‘Clipping Their Own Wings’ holds Latino Culture accountable for lackluster Educational Performance.

In his controversial new book, “Clipping Their Own Wings,” author Ernesto Caravantes tackles one of the nation’s most troubling trends and toughest social problems: Latino underachievement, and focuses the root of the problem squarely on the shoulders of the Latino culture itself. Hispanics are now, officially, the largest minority population with 35 million living in the U.S., exceeding African Americans in number. Despite the sizeable numbers, this minority group is doing poorly in education.

For the past 40 years, the average number of Hispanic high-school dropouts has been more than twice what it has been for African Americans. These dismal numbers are encrusted deep within the identity politics of educators, policymakers and other influencers, despite their compassionate attempts to empower Latinos with Chicano studies and bilingual education.

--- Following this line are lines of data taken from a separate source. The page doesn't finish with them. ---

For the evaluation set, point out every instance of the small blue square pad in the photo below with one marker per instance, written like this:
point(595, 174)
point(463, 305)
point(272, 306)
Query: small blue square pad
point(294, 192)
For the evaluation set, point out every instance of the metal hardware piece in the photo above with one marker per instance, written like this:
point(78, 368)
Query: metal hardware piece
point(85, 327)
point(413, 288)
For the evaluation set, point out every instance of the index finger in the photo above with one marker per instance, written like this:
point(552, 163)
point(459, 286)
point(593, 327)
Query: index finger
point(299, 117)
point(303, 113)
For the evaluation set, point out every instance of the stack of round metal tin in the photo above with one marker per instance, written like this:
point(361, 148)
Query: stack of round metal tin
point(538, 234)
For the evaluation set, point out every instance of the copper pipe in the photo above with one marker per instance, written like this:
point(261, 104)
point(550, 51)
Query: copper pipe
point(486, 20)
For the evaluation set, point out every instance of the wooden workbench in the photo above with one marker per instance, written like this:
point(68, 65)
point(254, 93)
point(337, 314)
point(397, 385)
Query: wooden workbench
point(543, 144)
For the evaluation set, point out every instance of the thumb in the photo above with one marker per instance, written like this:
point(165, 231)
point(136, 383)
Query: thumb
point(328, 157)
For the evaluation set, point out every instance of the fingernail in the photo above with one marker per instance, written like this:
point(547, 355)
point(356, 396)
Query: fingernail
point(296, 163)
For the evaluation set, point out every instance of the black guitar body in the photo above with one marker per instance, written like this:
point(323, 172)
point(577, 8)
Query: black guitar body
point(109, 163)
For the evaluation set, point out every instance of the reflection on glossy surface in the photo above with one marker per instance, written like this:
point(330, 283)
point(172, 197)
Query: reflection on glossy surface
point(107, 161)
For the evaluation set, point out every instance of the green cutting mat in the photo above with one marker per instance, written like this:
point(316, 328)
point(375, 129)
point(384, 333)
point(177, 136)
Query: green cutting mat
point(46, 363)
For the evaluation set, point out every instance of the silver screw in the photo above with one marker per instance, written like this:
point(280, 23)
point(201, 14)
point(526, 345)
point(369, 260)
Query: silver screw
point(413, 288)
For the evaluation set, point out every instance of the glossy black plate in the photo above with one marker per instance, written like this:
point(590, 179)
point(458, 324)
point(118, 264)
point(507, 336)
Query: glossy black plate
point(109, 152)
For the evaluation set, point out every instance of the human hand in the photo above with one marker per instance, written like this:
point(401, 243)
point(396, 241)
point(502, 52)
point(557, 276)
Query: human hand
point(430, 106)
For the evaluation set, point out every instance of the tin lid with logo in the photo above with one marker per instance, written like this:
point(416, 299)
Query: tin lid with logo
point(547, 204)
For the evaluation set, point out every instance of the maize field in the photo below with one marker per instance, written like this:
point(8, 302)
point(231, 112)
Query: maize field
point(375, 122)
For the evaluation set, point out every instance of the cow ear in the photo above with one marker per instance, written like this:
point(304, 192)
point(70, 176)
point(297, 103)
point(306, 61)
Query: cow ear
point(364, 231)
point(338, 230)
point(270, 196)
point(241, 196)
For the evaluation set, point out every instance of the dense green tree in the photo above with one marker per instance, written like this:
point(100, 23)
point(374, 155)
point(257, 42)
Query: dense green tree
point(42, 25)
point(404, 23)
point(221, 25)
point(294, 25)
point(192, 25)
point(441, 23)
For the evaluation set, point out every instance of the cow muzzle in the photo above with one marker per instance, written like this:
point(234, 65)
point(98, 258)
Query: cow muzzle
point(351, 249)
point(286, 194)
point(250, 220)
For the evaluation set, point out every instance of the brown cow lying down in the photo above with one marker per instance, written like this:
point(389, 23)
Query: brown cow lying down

For the past 40 years, the average number of Hispanic high-school dropouts has been more than twice what it has been for African Americans

Caravantes defies conventional wisdom, shattering notions that Latino underachievement is due exclusively to underfunded schools and overcrowded classrooms, coupled with socioeconomic disadvantages common to this group. Caravantes does not entirely dispute these causal factors, but instead argues that Latinos are contributing to their own oppression by stubbornly refusing to learn English and devaluing the importance of education.

The book dares to say what no one else has dared to say about the Latino culture. Caravantes claims, “Hispanics are lagging behind as a result of ignorantly and stubbornly adhering to cultural aspects that do not place education at the top of its values hierarchy and instead, are clipping their own wings by refusing to assimilate into the American educational system.” Unless Latinos rethink these values and consider change, no amount of money, books or happy talk will make a dent in the problem.

This book, in the hands of the right people in both educational and legislative circles, can make a major contribution to calling attention to the real and ignored problem of educational complacency and apathy in a culture which clearly doesn’t understand that education is the key to a brighter future.

Ernesto Caravantes is a native Angeleno who grew up in Lakewood, CA, the only son of Mexican immigrants.